Updated

Military engineers defused a giant bomb from World War II that was discovered in east London during construction for the Olympic Games, a military spokesman said Friday.

A team of Royal Engineers, from the British Army, made the 2,200-pound bomb safe on Friday afternoon, said spokesman Simon Saunders.

The bomb, which Metropolitan Police said was the largest found in London in three decades, was discovered Monday by construction workers preparing a site for the 2012 Olympic Games.

The bomb had started to tick at one point but engineers dealt with the problem, Saunders said.

Service on two nearby subway lines was suspended Friday as a precaution while the bomb was being defused.

Thousands of bombs fell on east London during World War II and unexploded devices are found from time to time, particularly at construction sites.

An unexploded bomb of the size of this one is very rare in Britain, although devices as large as 4,000 pounds were dropped, according to Zetica, a consulting firm that analyzed risks in the Olympic area for the London Development Agency.

Government statistics indicate that most unexploded bombs found between October 1940 and May 1941 were either 110 pounds or 550 pounds.
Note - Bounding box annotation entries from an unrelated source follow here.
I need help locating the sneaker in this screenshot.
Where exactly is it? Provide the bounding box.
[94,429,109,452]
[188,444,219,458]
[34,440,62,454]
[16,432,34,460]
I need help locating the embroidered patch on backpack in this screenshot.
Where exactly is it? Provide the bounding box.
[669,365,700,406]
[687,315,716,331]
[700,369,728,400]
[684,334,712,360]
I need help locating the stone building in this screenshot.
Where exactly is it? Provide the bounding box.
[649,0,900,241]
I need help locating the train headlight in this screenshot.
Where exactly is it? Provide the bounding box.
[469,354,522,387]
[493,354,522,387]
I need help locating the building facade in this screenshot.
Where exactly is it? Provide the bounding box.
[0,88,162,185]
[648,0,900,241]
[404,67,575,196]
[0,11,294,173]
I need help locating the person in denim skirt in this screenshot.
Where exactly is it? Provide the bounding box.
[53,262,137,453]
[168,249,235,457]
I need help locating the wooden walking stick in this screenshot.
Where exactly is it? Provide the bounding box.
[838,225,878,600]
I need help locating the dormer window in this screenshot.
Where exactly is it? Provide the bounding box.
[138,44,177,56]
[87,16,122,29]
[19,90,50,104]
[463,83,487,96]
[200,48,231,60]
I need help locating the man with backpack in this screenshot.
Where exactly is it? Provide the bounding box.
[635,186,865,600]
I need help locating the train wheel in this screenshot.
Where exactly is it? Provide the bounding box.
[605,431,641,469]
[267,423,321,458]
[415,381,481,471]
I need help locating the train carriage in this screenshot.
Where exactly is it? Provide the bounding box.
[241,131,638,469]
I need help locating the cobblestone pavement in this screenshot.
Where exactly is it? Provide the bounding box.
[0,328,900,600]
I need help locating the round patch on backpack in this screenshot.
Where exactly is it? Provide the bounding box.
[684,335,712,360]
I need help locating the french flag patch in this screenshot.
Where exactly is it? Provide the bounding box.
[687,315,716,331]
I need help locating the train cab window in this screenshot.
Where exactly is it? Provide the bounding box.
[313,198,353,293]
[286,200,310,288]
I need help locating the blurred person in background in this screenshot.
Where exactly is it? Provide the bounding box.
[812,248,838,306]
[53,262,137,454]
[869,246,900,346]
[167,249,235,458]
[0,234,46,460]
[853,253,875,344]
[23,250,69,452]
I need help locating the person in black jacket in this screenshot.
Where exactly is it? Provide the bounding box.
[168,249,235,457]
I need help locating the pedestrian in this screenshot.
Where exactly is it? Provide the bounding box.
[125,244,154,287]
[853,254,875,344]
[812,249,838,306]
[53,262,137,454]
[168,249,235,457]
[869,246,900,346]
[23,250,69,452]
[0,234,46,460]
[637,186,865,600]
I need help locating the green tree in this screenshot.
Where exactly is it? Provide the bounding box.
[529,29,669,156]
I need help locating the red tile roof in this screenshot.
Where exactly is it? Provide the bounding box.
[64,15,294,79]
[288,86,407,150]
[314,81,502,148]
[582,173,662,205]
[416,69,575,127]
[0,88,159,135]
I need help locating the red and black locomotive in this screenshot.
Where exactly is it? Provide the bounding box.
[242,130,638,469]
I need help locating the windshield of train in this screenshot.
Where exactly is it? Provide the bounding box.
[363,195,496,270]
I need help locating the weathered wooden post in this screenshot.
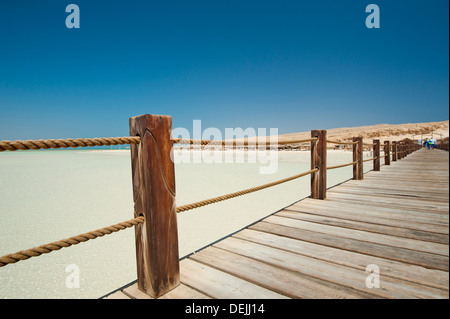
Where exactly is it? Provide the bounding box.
[311,130,327,199]
[384,141,391,165]
[373,140,380,172]
[353,136,364,180]
[392,141,398,162]
[130,115,180,298]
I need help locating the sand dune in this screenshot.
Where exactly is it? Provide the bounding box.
[278,120,449,142]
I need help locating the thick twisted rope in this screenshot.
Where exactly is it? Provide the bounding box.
[177,168,318,213]
[173,138,317,146]
[0,136,141,152]
[327,140,359,145]
[327,161,358,170]
[0,216,144,267]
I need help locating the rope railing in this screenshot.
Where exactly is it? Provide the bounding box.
[0,216,144,267]
[177,168,318,213]
[172,138,317,146]
[327,161,358,170]
[0,136,141,152]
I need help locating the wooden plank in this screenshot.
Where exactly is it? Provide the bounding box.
[333,184,449,202]
[123,283,211,299]
[234,229,449,291]
[159,284,211,299]
[249,222,449,272]
[191,247,376,299]
[277,210,449,245]
[284,204,449,235]
[264,215,449,256]
[180,255,287,299]
[213,238,448,298]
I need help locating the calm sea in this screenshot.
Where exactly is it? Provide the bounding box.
[0,149,372,298]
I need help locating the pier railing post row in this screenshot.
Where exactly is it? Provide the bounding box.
[384,141,391,165]
[353,136,364,180]
[373,140,380,172]
[130,115,180,298]
[311,130,327,199]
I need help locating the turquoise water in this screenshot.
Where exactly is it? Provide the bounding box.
[0,149,372,298]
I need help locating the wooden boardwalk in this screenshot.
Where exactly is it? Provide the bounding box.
[106,149,449,299]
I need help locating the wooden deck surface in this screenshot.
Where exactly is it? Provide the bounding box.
[106,149,449,299]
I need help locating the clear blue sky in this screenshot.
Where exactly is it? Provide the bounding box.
[0,0,449,140]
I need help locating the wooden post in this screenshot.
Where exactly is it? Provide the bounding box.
[353,137,364,180]
[311,130,327,199]
[392,141,398,162]
[384,141,391,165]
[130,115,180,298]
[373,140,380,172]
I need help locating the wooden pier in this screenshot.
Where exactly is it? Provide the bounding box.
[105,149,449,299]
[0,114,449,299]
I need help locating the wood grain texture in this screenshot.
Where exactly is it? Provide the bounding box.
[311,130,327,199]
[104,147,449,299]
[130,115,180,298]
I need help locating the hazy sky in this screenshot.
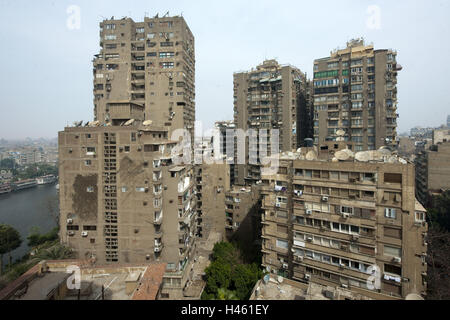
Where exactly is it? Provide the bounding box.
[0,0,450,139]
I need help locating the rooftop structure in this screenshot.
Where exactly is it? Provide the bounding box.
[313,39,402,151]
[261,141,427,299]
An average of 84 bombs fell on civilian targets and failed to explode every day from Sept. 21, 1940, to July 5, 1941, government data says.

Some bombs were not designed to explode on impact, but were fused with timing devices. Records indicate that nearly one-fifth of the bombs failed to explode.

Since 1955, there have been no recorded incidents of an unexploded bomb detonating in Britain, Zetica said in the report published last year.